Friday, March 16, 2018

Lima Prinsip Lean Manufacturing



Lean adalah metode untuk menghilangkan non value add activities. Lean juga memiliki pengertian how to create more value with less resources. Lean memiliki definisi yang sangat luas. Dapat dipandang sebagai budaya, management, metode, dan filosofi. Di dalam bukunya Lean Thinking, John Womack mensarikan bahwa ada Lima prinsip utama dalam Lean yaitu:

1. Mendefinisikan Value
2. Mengidentifikasi Value Stream
3. Menciptakan Flow terhadap Value
4. Menggerakkan Flow dengan Pull System dari Customer
5. Terus menerus mengulangi dengan tujuan Perfection

Mari kita bahas satu persatu prinsip Lean tsb:

1.     Mendefinisikan Value
Value adalah barang atau jasa yang kita deliver ke customer. Value Added activity didefinisikan sebagai semua aktivitas yang pelanggan bersedia membayar. Kita mengenal akronim 3C: Change Fit, Change Function, and Correct First Time. 3 Kriteria ini harus terpenuhi untuk menentukan apakah aktivitas tersebut merupakan value atau tidak. Lean berfokus pada menghilangkan semua aktifitas non value added. Aktivitas non value add diilustrasikan seperti lapisan lemak pada daging. Customer hanya menyukai dagingnya, dan akan senang jika lapisan lemaknya disingkirkan. Mereka hanya membayar apa yang mereka inginkan, yaitu daging. Di perusahaan, semakin banyak aktivitas non value added maka  proses akan semakin tidak efisien dan bertambah mahal. Harga ini yang nantinya harus ditanggung perusahaan dan ditanggung konsumen. Sehingga perlu berfokus pada value apa yang ditawarkan ke pelanggan dan menghilangkan semua aktivitas non value add. Contoh aktivitas non value add adalah: transportasi, inventory, motion, waiting, over process, over production, defect dan rework, non utilized employee.

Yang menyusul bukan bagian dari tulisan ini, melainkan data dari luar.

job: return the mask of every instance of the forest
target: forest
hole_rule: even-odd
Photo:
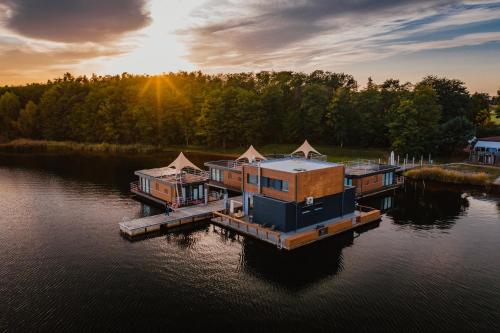
[[[314,71],[80,76],[0,87],[0,142],[243,147],[300,143],[453,154],[500,135],[497,96],[456,79],[417,83]]]

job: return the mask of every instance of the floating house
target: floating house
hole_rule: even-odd
[[[307,155],[305,155],[307,156]],[[216,212],[214,223],[279,248],[294,249],[380,219],[356,207],[356,189],[344,184],[343,164],[306,158],[242,165],[241,211]]]
[[[243,211],[253,221],[291,231],[354,212],[344,166],[287,158],[243,166]]]
[[[479,138],[472,142],[470,161],[473,163],[500,165],[500,136]]]
[[[345,162],[344,184],[356,187],[356,197],[363,198],[393,190],[403,184],[397,165],[381,164],[370,160]]]
[[[167,167],[136,171],[139,180],[132,184],[132,192],[162,204],[189,207],[162,218],[163,222],[152,218],[127,222],[122,231],[135,235],[212,217],[225,228],[294,249],[378,221],[380,210],[359,206],[356,198],[398,183],[397,166],[327,162],[307,140],[291,154],[264,156],[250,146],[235,160],[205,166],[208,170],[201,170],[180,153]]]
[[[206,183],[209,175],[181,152],[168,166],[138,170],[139,180],[131,184],[131,191],[143,198],[173,207],[207,203]]]

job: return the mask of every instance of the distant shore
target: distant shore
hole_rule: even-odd
[[[299,144],[268,144],[257,145],[262,154],[291,153]],[[186,153],[214,154],[228,157],[237,157],[248,147],[223,149],[205,146],[155,146],[146,144],[111,144],[111,143],[81,143],[72,141],[45,141],[18,139],[0,144],[3,153],[105,153],[105,154],[157,154],[164,152],[183,151]],[[353,159],[372,159],[385,161],[389,154],[383,148],[346,148],[338,146],[316,146],[321,153],[328,155],[333,162]]]

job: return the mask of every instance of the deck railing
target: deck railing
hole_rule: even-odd
[[[131,192],[138,192],[140,190],[141,189],[139,188],[139,181],[138,180],[130,183],[130,191]]]
[[[240,230],[243,233],[253,235],[277,246],[281,245],[281,233],[279,231],[269,230],[259,224],[246,222],[219,212],[214,212],[214,217],[217,218],[221,224],[225,224],[235,230]]]

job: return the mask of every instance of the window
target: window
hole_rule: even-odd
[[[394,180],[394,173],[393,172],[384,173],[382,184],[384,186],[391,185],[393,183],[393,180]]]
[[[222,171],[220,169],[211,169],[210,177],[212,178],[212,180],[215,180],[216,182],[223,182],[224,181],[224,171]]]
[[[247,174],[247,183],[248,184],[258,184],[257,175]],[[288,192],[288,181],[281,179],[274,179],[269,177],[260,177],[260,186],[272,188],[277,191]]]
[[[202,184],[198,185],[198,195],[200,199],[203,198],[203,196],[205,195],[205,191]]]
[[[260,177],[260,185],[262,187],[269,187],[269,178],[268,177]]]
[[[247,174],[247,183],[257,185],[257,175]]]
[[[156,187],[156,190],[157,190],[157,191],[159,191],[159,190],[160,190],[160,184],[155,183],[155,187]]]
[[[281,191],[281,179],[269,179],[269,187]]]
[[[352,186],[352,178],[344,178],[344,185]]]
[[[281,190],[283,192],[288,192],[288,181],[287,180],[284,180],[282,185],[281,185]]]

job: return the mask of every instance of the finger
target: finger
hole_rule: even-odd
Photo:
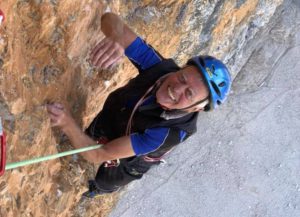
[[[46,108],[47,108],[48,113],[50,113],[50,114],[61,115],[63,113],[62,109],[59,109],[54,105],[47,105]]]
[[[102,68],[107,69],[111,65],[117,64],[117,62],[120,61],[122,57],[123,55],[121,55],[118,51],[115,51],[111,55],[111,57],[102,64]]]
[[[57,103],[57,102],[53,103],[52,105],[55,106],[55,107],[58,108],[58,109],[61,109],[61,110],[64,110],[64,109],[65,109],[64,106],[63,106],[62,104]]]
[[[98,57],[98,61],[95,65],[100,68],[103,67],[103,63],[111,59],[114,52],[116,52],[116,50],[114,49],[113,46],[111,46],[110,48],[108,48],[108,50],[105,53],[103,53],[101,56]]]
[[[102,39],[93,49],[92,49],[92,52],[90,53],[90,56],[94,56],[95,53],[97,53],[97,51],[103,46],[103,44],[106,43],[108,39],[107,38],[104,38]]]
[[[64,110],[64,109],[65,109],[65,107],[64,107],[63,104],[57,103],[57,102],[51,103],[51,104],[46,104],[46,107],[49,107],[49,108],[57,108],[57,109],[60,109],[60,110]]]
[[[53,113],[52,111],[48,111],[48,116],[53,115],[54,117],[60,116],[60,114]]]
[[[114,67],[116,67],[116,66],[121,62],[122,58],[123,58],[123,55],[122,55],[122,56],[119,56],[119,57],[117,58],[117,60],[116,60],[114,63],[112,63],[111,65],[107,66],[106,69],[111,70],[111,69],[113,69]]]
[[[50,126],[51,126],[51,127],[58,127],[59,124],[57,123],[57,121],[52,121],[52,120],[50,120]]]
[[[55,114],[49,114],[49,118],[51,122],[57,122],[58,116]]]
[[[51,127],[58,126],[58,119],[55,115],[49,115]]]
[[[107,52],[110,52],[111,48],[112,48],[112,45],[113,45],[113,42],[112,41],[109,41],[107,42],[105,45],[103,45],[101,47],[101,49],[98,50],[98,52],[94,55],[94,58],[93,58],[93,64],[97,66],[97,62],[99,60],[101,60],[101,57],[103,55],[107,55],[106,53]]]
[[[102,53],[103,50],[106,50],[111,43],[112,41],[110,41],[108,38],[105,38],[103,41],[100,42],[99,46],[97,46],[97,49],[95,49],[93,54],[91,55],[92,63],[94,63],[97,60],[99,52]]]
[[[98,46],[93,50],[93,52],[90,54],[90,60],[93,63],[95,61],[95,57],[97,55],[97,53],[102,49],[102,47],[104,46],[104,42],[98,44]]]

2. Mengidentifikasi Value Stream
Setelah kita mengerti proses yang menjadi value bagi pelanggan, maka tugas kita berikutnya adalah mengidentifikasi value stream. Urut-uratan dari process yang valueable dari end-to-end. Dari raw material sampai produk jadi. Dari pembelian material sampai pengiriman ke customer. Dari customer order sampai customer bayar. Sangat penting untuk memahami urutan proses tersebut sehingga kita bisa mendesain aliran proses yang benar dan berurutan, mengalirnya material dari awal sampai akhir tanpa terjadi proses bolak-balik, urutan proses yang streamline, dan kita juga mampu mendesain kapasitas proses sedemikan rupa supaya sesuai dengan demand dari customer. Desain streamline proses value stream ini diatur berdasarkan produk atau family produk. Jadi bukan hanya urutan proses flownya tapi produk flownya yang lebih penting. Karena di dalam Lean kita mengenal adanya value stream manager. Diassign bertangggungjawab terhadap produk value stream, bukan berdasarkan berdasarkan proses. Sehingga layout dapat dibuat streamline dan efficient.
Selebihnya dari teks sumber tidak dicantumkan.